The ongoing tit for tat helps explain the online-traffic records for both newspapers and why they are, more than ever, the tip sheets and storyboards for cable and broadcast news. So the Post discloses that Trump revealed classified information to the Russians; then the Times discloses that Comey memorialized an Oval Office meeting in which the president allegedly pressured him to end the F.B.I.’s investigation into former national-security adviser Michael Flynn’s contacts with Russian officials. In headlines, they both question the honesty of Trump, even using the once taboo words “lie” and “lies.” Dean Baquet, theexecutive editor of the Times, traces the use of those words in his newspaper to Trump’s lies about Barack Obama’s place of birth. To have not used them, he told me, “would have been screwing around with the English language.” At the Post, Glenn Kessler’s interactive Fact Checker graphic keeps a tally of Trump’s false and misleading claims as president. (As of late July: 836.) It was a Post story which broke the news that fake Time magazine covers of a pre-presidential Trump (“HITTING ON ALL FRONTS . . . EVEN TV!”) had been hung prominently at some of his resorts. Meanwhile, a Times bombshell revealed that Trump’s son Donald junior, along with campaign chairman Paul Manafort and son-in-law Jared Kushner, had met, two weeks after Trump’s nomination, with a Kremlin-connected Russian lawyer who was said to be offering dirt on Hillary Clinton—leaving himself open to charges of attempted collusion with a foreign government. Both papers are windows on—and vehicles for—the animus between Trump and the intelligence community, and thus for what Baquet concedes have been unceasing leaks from a Trump-wary bureaucracy. (“Remarkably easy” is how he described some of the reporting.)
If you miss the stories in print or online, reporters from the two newspapers are beckoned for regular cable-news duty. And there’s always Snapchat, Facebook, and other social tools, part of a subterranean war for survival that marries scoops and computer engineering. It is a contest in which the geeks supplement shoe-leather reporting, a contest that both could win or both could lose, given the vagaries of media fragmentation. The two papers are battling amid a dramatic, decade-plus industry free fall. After hitting a high of more than $49 billion in 2006, total newspaper ad revenues nationwide fell to $18 billion in 2016. According to industry analyst Alan Mutter, print circulation has plunged by half. At the Times and the Post, there is talk internally about a world without the print edition.

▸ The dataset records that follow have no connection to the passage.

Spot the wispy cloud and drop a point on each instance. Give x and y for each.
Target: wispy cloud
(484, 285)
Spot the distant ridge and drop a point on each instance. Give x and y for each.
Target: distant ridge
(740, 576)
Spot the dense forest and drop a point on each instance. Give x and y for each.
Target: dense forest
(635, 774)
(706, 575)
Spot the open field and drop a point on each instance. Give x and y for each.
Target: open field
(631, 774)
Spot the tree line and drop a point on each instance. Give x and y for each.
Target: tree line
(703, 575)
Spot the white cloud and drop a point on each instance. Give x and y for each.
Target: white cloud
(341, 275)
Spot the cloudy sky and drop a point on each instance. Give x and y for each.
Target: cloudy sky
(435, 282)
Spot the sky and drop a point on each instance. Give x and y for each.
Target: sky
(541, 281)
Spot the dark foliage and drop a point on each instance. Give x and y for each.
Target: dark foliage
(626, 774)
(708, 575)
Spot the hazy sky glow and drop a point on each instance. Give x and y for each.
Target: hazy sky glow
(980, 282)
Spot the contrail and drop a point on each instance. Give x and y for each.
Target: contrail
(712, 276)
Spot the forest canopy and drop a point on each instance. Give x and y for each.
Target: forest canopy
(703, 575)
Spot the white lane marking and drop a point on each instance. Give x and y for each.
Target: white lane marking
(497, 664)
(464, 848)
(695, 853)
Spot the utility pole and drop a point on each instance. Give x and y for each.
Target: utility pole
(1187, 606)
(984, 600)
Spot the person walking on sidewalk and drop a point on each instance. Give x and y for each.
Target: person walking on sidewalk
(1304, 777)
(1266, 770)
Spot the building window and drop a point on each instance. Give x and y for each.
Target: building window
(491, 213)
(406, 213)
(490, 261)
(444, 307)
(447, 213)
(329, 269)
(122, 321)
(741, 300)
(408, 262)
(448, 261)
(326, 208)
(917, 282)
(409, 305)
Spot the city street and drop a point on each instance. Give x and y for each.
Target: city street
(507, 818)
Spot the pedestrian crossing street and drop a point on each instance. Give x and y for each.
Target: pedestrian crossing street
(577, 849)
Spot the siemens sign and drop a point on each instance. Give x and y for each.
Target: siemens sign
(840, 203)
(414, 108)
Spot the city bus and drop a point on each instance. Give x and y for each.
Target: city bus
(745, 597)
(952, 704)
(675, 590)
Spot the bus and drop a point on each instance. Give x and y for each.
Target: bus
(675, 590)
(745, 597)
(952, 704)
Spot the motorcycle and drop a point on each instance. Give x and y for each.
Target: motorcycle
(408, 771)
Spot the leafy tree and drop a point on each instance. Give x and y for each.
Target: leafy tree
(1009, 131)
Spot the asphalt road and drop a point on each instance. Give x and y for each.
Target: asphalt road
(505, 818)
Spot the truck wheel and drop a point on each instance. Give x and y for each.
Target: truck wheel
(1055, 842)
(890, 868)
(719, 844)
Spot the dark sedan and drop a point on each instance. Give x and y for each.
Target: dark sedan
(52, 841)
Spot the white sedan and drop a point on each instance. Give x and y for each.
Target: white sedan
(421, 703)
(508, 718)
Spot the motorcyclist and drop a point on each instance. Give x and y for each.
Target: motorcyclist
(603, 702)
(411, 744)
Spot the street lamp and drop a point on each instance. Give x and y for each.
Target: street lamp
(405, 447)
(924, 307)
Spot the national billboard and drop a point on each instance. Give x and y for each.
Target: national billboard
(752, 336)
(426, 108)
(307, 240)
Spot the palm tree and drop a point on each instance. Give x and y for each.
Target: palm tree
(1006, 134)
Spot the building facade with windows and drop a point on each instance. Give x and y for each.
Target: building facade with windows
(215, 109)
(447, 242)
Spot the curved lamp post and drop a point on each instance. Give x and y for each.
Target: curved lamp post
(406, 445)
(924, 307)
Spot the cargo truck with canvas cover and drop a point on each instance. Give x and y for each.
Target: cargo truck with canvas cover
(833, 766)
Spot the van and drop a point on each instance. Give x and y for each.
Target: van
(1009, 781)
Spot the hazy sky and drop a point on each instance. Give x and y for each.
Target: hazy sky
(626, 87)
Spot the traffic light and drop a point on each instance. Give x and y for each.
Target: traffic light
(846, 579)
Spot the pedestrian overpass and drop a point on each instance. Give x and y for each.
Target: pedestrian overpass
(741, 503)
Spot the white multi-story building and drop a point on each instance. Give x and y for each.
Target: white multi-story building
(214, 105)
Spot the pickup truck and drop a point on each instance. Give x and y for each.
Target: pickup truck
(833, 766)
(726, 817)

Call it the Last Newspaper War, as two great survivors face off with different strategies and different economic realities but the same audacity; an impressive array of talent; and two highly competitive leaders—Baquet and his counterpart at the Post, Marty Baron (who, says one observer, would “rather beat the Times than eat”). Both papers receive lacerating criticism from the White House almost every day. The underlying passion offers the Internet Age version of The Front Page, Ben Hecht and Charles MacArthur’s 1928 tribute to an indomitable craft in which editor Walter Burns responds to one reporter’s request to know how much space he has for an exclusive by telling him he wants every goddamn word the reporter can give him.
There are days when you can swear that the Post and the Times are giving you every goddamn word on Trump. The Post’s “Democracy Dies in Darkness” may seem a bit overwrought as a slogan—“like the next Batman movie,” Baquet has said—but crusty Walter Burns would probably pound a table, slam down a candlestick telephone, utter a few choice words, and growl, But it’s true!